When we look at that data we're looking for specific mutations or genomic alterations that may justify why those patients are not doing as well, not just because of the location of the tumor, but also if there was any molecular underpinning that may explain the reason as to why these patients had a different outcome. 

What were the findings of this study?

We have over 250 samples from our center. We found that among the different genomic alterations, there were two that were the most common ones and were statistically significant. The first one was the BRAF mutation and the second one was the CTNNB1 mutation, which is a ubiquitin mutation. What we know is the BRAF mutation typically tends to have a worse prognosis compared to BRAF wild-type CRCs.

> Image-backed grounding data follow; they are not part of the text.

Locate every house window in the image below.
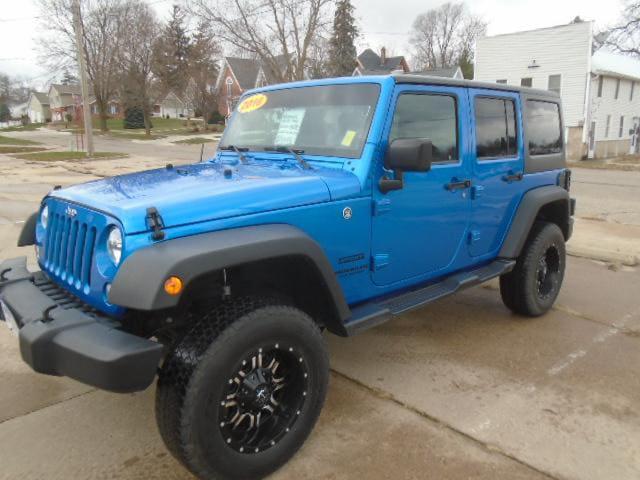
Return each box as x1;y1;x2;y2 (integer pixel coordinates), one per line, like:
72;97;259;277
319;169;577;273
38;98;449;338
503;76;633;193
605;115;611;138
597;76;604;97
226;77;233;97
475;97;518;159
110;104;117;115
548;75;561;95
619;115;625;137
521;78;533;87
631;81;635;101
390;93;458;163
525;100;562;155
496;79;507;84
615;78;621;99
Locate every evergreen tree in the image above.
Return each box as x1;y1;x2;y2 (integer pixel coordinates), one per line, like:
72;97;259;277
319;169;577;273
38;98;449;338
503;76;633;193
0;103;10;122
123;106;146;129
60;69;78;85
187;20;220;128
328;0;358;77
152;4;191;94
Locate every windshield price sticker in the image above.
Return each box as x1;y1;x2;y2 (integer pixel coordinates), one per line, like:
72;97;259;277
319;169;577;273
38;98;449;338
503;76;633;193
274;108;306;145
238;94;268;113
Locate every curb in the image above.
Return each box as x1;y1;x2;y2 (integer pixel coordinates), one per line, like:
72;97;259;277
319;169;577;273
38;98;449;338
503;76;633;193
567;245;639;267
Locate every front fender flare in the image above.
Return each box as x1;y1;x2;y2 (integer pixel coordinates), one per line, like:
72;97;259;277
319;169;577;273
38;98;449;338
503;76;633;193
108;224;351;322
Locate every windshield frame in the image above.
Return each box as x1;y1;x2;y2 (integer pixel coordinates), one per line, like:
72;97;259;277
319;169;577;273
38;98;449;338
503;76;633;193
219;82;382;160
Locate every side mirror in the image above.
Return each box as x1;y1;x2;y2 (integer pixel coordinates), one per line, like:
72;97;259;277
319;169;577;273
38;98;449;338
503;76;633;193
385;138;433;172
380;138;433;193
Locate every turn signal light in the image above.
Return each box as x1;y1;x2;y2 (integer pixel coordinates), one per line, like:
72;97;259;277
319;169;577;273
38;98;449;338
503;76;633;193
164;276;183;296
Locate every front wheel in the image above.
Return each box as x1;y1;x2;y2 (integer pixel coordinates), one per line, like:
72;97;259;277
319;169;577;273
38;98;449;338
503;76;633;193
156;300;329;480
500;222;566;316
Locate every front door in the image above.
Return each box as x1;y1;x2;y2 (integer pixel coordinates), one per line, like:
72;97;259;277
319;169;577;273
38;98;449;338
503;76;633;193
630;117;639;154
588;120;596;159
467;89;525;258
371;85;471;287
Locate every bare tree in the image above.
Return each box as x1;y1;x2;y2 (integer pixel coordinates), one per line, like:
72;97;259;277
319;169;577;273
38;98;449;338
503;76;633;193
118;0;160;136
601;2;640;56
36;0;131;131
410;2;486;76
187;0;333;82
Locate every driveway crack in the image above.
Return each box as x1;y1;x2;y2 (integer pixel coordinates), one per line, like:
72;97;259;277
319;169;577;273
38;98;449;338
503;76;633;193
331;369;562;480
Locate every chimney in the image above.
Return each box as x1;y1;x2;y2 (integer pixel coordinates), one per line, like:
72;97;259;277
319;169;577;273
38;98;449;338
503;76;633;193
380;47;387;65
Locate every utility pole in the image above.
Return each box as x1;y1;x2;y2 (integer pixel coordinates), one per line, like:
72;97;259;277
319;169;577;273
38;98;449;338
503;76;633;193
72;0;94;156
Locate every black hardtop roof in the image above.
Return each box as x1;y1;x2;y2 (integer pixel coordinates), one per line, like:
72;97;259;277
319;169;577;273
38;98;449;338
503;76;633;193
391;73;561;99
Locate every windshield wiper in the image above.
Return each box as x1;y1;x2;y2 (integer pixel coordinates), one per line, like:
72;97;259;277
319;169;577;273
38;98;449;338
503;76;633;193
219;144;249;164
265;146;312;170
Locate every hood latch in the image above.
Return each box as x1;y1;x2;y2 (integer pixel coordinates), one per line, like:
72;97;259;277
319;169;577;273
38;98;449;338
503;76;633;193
146;207;166;241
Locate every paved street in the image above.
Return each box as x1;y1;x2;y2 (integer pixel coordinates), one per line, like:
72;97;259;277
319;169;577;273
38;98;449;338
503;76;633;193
0;132;639;479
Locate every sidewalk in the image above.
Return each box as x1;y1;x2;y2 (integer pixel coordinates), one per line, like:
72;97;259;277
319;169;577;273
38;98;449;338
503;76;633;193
568;217;640;266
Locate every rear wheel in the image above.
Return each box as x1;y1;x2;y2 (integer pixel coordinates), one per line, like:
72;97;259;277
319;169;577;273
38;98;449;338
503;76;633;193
156;299;329;480
500;222;566;316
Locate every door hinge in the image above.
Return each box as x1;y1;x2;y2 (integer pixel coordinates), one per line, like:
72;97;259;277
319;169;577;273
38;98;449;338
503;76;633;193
371;253;390;271
372;198;392;216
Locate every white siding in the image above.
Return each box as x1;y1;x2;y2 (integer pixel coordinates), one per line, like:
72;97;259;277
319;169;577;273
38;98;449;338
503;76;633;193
475;22;593;128
589;75;640;141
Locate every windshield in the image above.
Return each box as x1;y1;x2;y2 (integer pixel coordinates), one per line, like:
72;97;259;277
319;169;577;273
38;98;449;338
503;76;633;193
221;83;380;159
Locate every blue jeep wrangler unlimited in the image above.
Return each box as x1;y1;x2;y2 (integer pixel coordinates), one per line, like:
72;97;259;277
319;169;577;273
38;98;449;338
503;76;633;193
0;74;574;479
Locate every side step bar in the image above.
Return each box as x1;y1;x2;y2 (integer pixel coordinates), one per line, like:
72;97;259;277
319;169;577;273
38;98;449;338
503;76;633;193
344;259;515;336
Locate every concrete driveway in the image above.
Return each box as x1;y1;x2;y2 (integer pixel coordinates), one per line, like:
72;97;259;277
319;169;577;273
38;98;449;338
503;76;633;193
0;132;639;479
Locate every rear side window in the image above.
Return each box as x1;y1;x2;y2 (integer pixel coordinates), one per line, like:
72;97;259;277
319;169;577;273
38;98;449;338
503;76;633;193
475;97;518;159
526;100;562;155
390;93;458;162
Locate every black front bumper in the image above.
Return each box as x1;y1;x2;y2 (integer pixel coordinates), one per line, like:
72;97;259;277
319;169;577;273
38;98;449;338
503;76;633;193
0;257;163;393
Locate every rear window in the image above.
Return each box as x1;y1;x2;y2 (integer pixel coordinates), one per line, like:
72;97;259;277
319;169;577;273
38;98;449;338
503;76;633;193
526;100;562;155
475;97;518;159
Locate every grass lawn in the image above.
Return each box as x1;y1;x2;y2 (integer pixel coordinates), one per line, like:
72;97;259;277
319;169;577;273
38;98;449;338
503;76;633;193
0;146;48;154
568;155;640;172
0;135;41;145
0;123;44;132
172;136;219;144
13;151;128;161
107;131;166;140
90;117;223;136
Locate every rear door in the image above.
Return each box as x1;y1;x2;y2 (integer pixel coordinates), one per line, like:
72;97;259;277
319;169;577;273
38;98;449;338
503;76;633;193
468;89;525;259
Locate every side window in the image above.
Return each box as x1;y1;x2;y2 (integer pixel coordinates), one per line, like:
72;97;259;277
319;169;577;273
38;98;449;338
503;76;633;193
475;97;518;159
525;100;562;155
390;93;458;163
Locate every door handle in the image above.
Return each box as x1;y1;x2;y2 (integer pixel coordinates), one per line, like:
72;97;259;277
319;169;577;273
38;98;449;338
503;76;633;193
445;179;472;191
502;172;523;183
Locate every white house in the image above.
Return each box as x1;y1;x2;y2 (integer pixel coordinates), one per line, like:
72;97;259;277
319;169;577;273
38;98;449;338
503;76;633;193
27;92;51;123
159;91;194;119
475;21;640;159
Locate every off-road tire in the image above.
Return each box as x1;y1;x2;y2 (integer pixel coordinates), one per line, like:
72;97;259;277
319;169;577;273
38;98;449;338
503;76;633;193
500;221;566;317
156;298;329;480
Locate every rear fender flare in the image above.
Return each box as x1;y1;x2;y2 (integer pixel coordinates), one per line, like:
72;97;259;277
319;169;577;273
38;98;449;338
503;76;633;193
499;185;570;259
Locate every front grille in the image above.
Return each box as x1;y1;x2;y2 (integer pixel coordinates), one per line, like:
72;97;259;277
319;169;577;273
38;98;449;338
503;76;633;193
43;212;97;290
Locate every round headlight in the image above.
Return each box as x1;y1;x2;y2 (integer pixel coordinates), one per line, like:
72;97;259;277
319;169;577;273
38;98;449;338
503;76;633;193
40;205;49;229
107;227;123;265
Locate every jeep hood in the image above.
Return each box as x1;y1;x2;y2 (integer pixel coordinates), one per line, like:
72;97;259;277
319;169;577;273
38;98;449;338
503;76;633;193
49;161;362;233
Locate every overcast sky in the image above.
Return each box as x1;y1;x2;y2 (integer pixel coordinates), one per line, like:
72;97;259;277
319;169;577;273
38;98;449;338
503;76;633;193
0;0;625;90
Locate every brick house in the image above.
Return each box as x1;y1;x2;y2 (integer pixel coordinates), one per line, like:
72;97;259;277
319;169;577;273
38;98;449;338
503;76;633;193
352;47;411;76
215;56;291;117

This is hypothesis generating because it may explain to some degree, why these patients having differences in locations may have different outcomes when treated with chemotherapy. Most of the phase 2/3 clinical trials that had been done, haven't done extensive next-generation sequencing as part of the biomarker testing. They don't do a complete analysis for a number of reasons.

First, is because those technologies were more costly at the time of the introduction of the clinical trial. Second, was because we're not sure which biomarkers were appropriate to test. Now that we have the capability of doing massive next-generation sequencing of a lot of our patients and there's a lot of in-house panels and also commercially available ones, we can help to prognosticate those patients in a different way.

This information that we have found in our patients may help to assist in prognostication and also for allocation in clinical trials. For example, if we've found BRAF mutations we can consider using targeted therapies for that subset of patients and it may also justify the reason why it's not only about side, it's also about DNA of the cancer and the genetics. 

Are there any next steps planned for this study?

I think we're not the only group that is doing this. There are several groups that are trying to understand the rationale of why these differences in survival are so prevalent. There are registries of tumors that have been in store for many patients undergoing clinical trials that could be used, as well, for next-gen sequencing. We’re hoping that what we describe in our patients correlates with future findings and that we can then have not only a prognostic but also a potentially predictive biomarker for those CRC patients. 

What do you think the oncology community should take away from this study?

What I think this study shows is that it is not only about the side of the cancer, but we also have to look deeper. We have to look into the DNA of the cancer and realize that sometimes those molecular alterations make a whole difference for the treatment of those patients and how they're going to respond to different treatments, including a standard of care. For example, cetuximab or Vectibix (panitumumab), which are EGFR inhibitors, may have different responses depending on the BRAF division or lack thereof because of the mutation. 

In the field of CRC, are there any other studies that you're particularly excited about?

I am very interested in the combinations of targeted therapies, along with immunotherapy. There is some recent data on the use of the PD-L1 inhibitor Tecentriq (atezolizumab), along with a MEK inhibitor in KRAS-mutated patients. We know there's a lot of evidence now that patients with microsatellite instability-high (MSI-H) tumors respond nicely to immunotherapy. But the patients who do not have that MSI-H profile do not respond well to immunotherapy. Now the combination of targeted therapy along with immune checkpoint inhibitors may change the treatment paradigm and provide better options for our patients. In those specific cases, it's very important to do next-gen sequencing, not only for KRAS but also for extended RAS and looking for BRAF mutations as they may also be targetable by these approaches.